How do I find out how much SRAM my application is using?
The
linker map file is the most reliable source. It lists the size of each section (.data, .bss, heap,
stack) and their placement in SRAM. Many toolchains also report section sizes via the 'size' utility (e.g., arm-none-eabi-size). These figures cover static allocation; peak stack depth at runtime requires additional analysis, either through static analysis tools, watermark patterns (filling the stack with a known value like 0xDEADBEEF at startup and checking how far it was overwritten), or hardware watchpoints.
What is tightly-coupled memory (TCM) and how does it differ from general SRAM?
TCM is a dedicated SRAM bank connected directly to the CPU core via a private bus, bypassing the main system interconnect and any caches. On Cortex-M7 parts (e.g., STM32H7, MIMXRT1060), ITCM and DTCM provide deterministic low-
latency access regardless of other bus traffic, making them suitable for time-critical ISRs or
DSP loops. General-purpose SRAM on the same device may be accessed over a shared AXI bus and can experience variable latency under load. Placement into TCM requires explicit
linker section assignments or runtime copy.

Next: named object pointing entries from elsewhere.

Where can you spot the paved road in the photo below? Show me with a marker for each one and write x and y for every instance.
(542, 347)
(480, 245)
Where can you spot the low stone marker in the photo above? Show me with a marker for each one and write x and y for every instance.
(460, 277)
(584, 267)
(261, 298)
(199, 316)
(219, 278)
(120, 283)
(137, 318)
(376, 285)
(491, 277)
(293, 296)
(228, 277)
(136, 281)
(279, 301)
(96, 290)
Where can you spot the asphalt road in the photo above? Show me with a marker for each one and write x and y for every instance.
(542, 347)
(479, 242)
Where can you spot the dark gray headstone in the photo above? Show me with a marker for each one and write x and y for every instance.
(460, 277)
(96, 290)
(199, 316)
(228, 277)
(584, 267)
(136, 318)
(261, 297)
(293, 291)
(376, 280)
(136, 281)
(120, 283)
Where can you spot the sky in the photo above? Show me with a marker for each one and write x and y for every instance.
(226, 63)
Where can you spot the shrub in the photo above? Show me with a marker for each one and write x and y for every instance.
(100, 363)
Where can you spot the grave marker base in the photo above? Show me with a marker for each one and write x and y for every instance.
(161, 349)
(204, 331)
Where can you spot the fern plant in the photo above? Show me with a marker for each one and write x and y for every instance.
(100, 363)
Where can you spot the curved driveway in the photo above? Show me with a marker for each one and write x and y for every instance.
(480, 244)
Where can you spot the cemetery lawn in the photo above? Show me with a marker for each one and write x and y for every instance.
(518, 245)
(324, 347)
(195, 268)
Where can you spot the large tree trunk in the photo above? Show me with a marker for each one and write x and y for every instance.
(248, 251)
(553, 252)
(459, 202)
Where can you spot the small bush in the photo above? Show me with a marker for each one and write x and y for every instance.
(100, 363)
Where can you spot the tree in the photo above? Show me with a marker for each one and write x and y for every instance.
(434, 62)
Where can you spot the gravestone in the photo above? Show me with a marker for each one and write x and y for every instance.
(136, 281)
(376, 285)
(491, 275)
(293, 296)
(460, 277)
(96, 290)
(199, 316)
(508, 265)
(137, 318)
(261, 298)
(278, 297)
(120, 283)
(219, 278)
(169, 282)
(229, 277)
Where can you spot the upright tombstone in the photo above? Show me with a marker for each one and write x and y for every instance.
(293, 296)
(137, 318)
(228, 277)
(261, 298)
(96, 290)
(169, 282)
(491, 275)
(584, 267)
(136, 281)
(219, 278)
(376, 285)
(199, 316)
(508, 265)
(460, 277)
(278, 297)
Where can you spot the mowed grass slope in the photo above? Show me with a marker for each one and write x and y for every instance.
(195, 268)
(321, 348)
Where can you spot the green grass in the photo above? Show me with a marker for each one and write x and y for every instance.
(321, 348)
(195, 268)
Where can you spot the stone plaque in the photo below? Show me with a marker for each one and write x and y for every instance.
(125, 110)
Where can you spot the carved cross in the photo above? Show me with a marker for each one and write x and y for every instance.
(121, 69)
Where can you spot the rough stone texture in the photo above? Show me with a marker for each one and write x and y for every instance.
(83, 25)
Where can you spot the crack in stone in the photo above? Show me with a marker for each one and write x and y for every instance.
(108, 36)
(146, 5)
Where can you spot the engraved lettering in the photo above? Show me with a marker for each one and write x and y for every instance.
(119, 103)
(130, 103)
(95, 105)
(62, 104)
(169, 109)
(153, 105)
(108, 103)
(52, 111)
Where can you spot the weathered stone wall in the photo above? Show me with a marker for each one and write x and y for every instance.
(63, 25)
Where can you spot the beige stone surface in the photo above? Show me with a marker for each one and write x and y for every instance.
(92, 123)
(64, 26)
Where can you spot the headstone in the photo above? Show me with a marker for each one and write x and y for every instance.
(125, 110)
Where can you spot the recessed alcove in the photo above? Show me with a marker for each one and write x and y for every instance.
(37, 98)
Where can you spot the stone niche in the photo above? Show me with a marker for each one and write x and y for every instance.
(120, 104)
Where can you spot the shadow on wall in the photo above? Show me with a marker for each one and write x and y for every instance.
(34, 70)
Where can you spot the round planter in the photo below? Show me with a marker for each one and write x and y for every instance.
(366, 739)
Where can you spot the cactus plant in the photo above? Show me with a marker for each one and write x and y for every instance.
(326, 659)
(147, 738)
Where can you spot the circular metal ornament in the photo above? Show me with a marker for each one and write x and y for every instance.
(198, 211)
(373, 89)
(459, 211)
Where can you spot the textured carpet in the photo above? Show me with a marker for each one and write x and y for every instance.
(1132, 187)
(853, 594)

Can SRAM be used for memory-mapped I/O?
No. Memory-mapped I/O refers to peripheral
registers (timers,
UARTs,
GPIO, etc.) that are mapped into the processor's address space, typically in a region separate from SRAM. SRAM is used to store program data, not to access hardware registers. The blog post 'Memory Mapped I/O in C' explains how to safely access peripheral registers in C using
volatile-qualified pointers, which is a distinct concept from using SRAM for data storage.
Differentiators vs similar concepts
SRAM is often contrasted with DRAM (requires refresh, higher density, used as external
RAM on application processors),
Flash (non-
volatile, used for code and const data storage, slower to write, limited write endurance), and
EEPROM (non-volatile, byte-addressable, very low write endurance compared to Flash). Within SRAM itself, on-chip SRAM should be distinguished from external SRAM chips (connected via parallel bus or
SPI), which are slower and require additional interface circuitry. TCM (tightly-coupled memory) is a subtype of on-chip SRAM with a private CPU connection for deterministic
latency, found on higher-end Cortex-M7 and Cortex-A parts.